The City Council is trying to pass a law that would repeal a policy from Mayor Eric Adams requiring them to fill out a form in order to meet with department heads in his administration.
The bill, introduced Thursday, marks the latest round in the two branches’ ongoing power struggle.
Councilmember Lincoln Restler (D-Brooklyn), who is sponsoring the legislation to repeal Adams’ policy, argued it only serves to politicize government operations.
“In order for elected officials to work with city agencies to solve neighborhood problems and address critical and emergent health and safety concerns, we must fill out forms so that the mayor’s political operation can decide who they want to assist and why,” Restler railed in a council hearing Thursday.
The bill would also clarify that the city charter “fully empowers agencies to advise and assist elected officials without any prior approvals,” Restler said.
He added that 37 councilmembers have signed on to co-sponsor his bill, giving it a “veto-proof supermajority.”
“I believe that’s the first time in council history,” Restler said during the Committee of Governmental Operations State and Federal Legislation hearing.
Council members bristled when City Hall rolled out the form-filling requirement in April, calling it “bureaucratic BS.”
The Adams administration said the policy would help streamline requests and communication and improve efficiency in city government.
A spokesperson from the mayor’s office said Thursday that Restler’s bill was too broad, and claimed it would end up barring many written requests, including those filed under the Freedom of Information Law.
“No one wants government to exist in a vacuum — that is why the ‘Elected Official Engagement Form’ has been so successful in coordinating agency responses and establishing collaboration across government bodies and representatives at every level of government,” the rep said.
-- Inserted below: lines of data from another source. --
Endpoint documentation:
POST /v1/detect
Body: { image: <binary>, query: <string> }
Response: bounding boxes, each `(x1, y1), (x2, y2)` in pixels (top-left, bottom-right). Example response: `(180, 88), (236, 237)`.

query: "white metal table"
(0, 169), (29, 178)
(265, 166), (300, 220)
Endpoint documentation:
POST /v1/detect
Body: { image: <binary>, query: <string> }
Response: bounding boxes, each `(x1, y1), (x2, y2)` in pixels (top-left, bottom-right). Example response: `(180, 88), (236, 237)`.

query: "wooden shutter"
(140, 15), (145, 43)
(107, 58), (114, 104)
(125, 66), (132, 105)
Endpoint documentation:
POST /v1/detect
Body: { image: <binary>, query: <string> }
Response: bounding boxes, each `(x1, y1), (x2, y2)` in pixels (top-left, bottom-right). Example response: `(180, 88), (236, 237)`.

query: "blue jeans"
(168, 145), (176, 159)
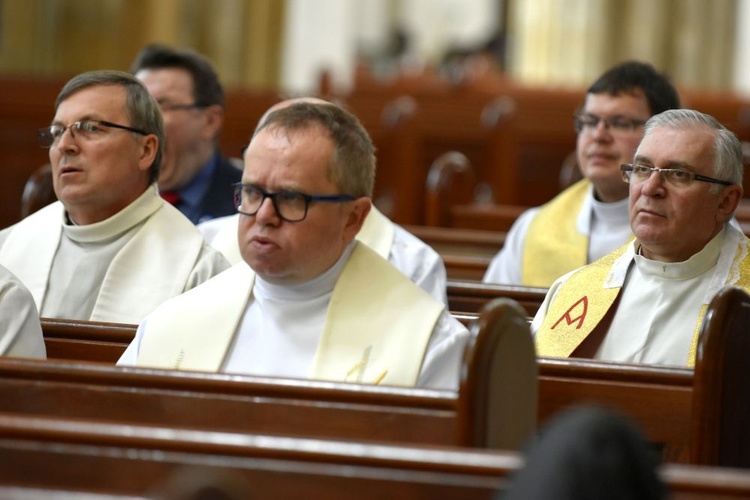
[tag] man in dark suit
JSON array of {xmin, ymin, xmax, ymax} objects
[{"xmin": 131, "ymin": 44, "xmax": 242, "ymax": 224}]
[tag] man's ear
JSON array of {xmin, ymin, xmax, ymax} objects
[
  {"xmin": 344, "ymin": 196, "xmax": 372, "ymax": 241},
  {"xmin": 203, "ymin": 104, "xmax": 224, "ymax": 139},
  {"xmin": 716, "ymin": 184, "xmax": 743, "ymax": 222},
  {"xmin": 138, "ymin": 134, "xmax": 159, "ymax": 172}
]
Nearly 450 requests have been filled out by council members and their staff so far — amounting to about 1.5 asks a pol per month, according to City Hall.
But Restler argued that number doesn’t reflect the number of times the council’s 51 members have actually spoken to city agencies — meaning there’s no point to the form.
“I bother city agencies and need information from city agencies one and a half times every 15 minutes, right? It means that nobody’s completing this form, that it’s not working,” Restler said.
“What’s clear is that some elected officials who are cozy with the administration don’t need to submit the form and other elected officials are been directed to submit,” he added,
The two-page Google form asks 14 questions to elected officials, including the purpose of the request, their office address and phone number before they can speak with city agencies.
When the form was announced, the mayor’s office was butting head with the council over legislation and the city’s budget.
Tiffany Raspberry, Adams’ director of intergovernmental affairs, said in written testimony submitted for Thursday’s hearing that the “Elected Officials Engagement Request Form” was merely about “efficiency” and not a power grab, as some in the council suggested.
Her no-show came after she dramatically stormed out of another council hearing in June on a bill to give lawmakers more oversight on mayoral appointments.
“Maybe she’s sick of us,” Restler quipped, while calling Raspberry’s claims of greater efficiency “disingenuous.”
“This form has just plain and simple gotten in the way. Any claims for efficiency are disingenuous and bogus,” Restler said.